Nieuwe overeenkomsten
Het is heel belangrijk om bij het opstellen van nieuwe overeenkomsten rekening te houden met het virus. Agnes Maqua :. “Wanneer er nu een contract zou worden gesloten voor een evenement vlak na de inperkingsperiode, is het aangewezen clausules te bepalen waarin verschillende scenario’s worden voorzien: de ontbinding van het contract indien het verbod nog niet opgeheven zal zijn; een verplichting tot uitstel; een bepaling van welke kosten reeds zijn gemaakt, een verdeling van kosten, een gedeeltelijke of volledige terugbetaling van voorschotten.”
Concrete case
Laat ons de zaken nu nog even concreet maken met een voorbeeld uit de praktijk. “We werden gecontacteerd door een evenementenagentschap dat voor haar cliënt een congres organiseerde binnen de periode van de inperking”, zo vertelt Katrien Maris. “Er was ook een derde partij betrokken, die de congreslocatie en catering ter beschikking stelde.

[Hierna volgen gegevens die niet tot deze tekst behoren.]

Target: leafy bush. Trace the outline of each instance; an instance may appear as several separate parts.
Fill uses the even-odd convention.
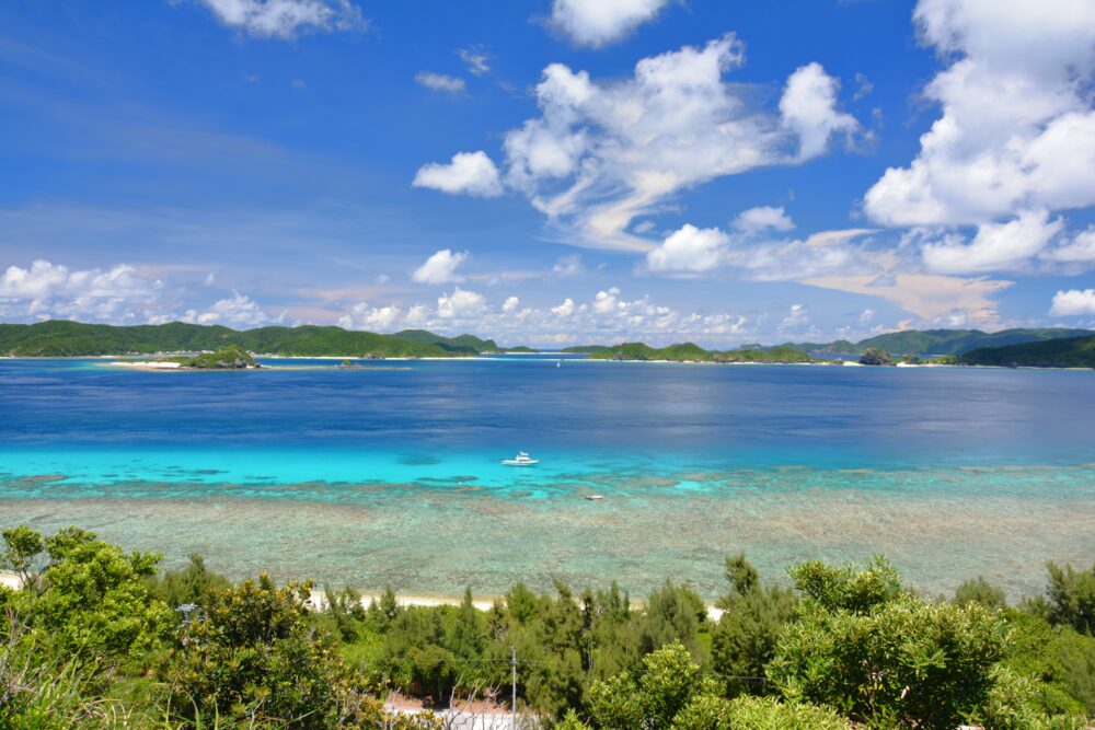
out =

Bovendien was er al een aanzienlijk voorschot betaald. Als we de voorwaarden van de overmacht overlopen, stellen we vast dat er sprake is van onvoorzienbare omstandigheden, buiten de controle van de uitvoerende partij. Maar was de derde voorwaarde, de permanente belemmering, ook voldaan? Het agentschap wou graag voor een uitstel gaan, en heeft de derde partij op ons advies gecontacteerd om een alternatief moment te voorzien. Zo werd er een nieuwe datum gevonden, en kon de leverancier het voorschot behouden, met het oog op de toekomstige prestaties. In de algemene voorwaarden was er bij uitstel een forfait van 10% voorzien. Dit kwam echter te vervallen door de overmachtssituatie. Dat was voor onze cliënt het belangrijkste.”
Overleg
De coronacrisis brengt zeer uitzonderlijke omstandigheden met zich mee, partijen bevinden zich in een situatie waarin ze zich nog nooit eerder hebben bevonden. “Er zijn weinig tot geen precedenten die kunnen dienen als basis om deze situatie te beoordelen. Dus wij raden aan de situatie met elkaar te bespreken. Vaak is het in het belang van beide partijen dat een event kan worden verplaatst. Zeker financieel is zo’n alternatieve oplossing een win-winsituatie voor iedereen”, zo besluit Agnès Maqua.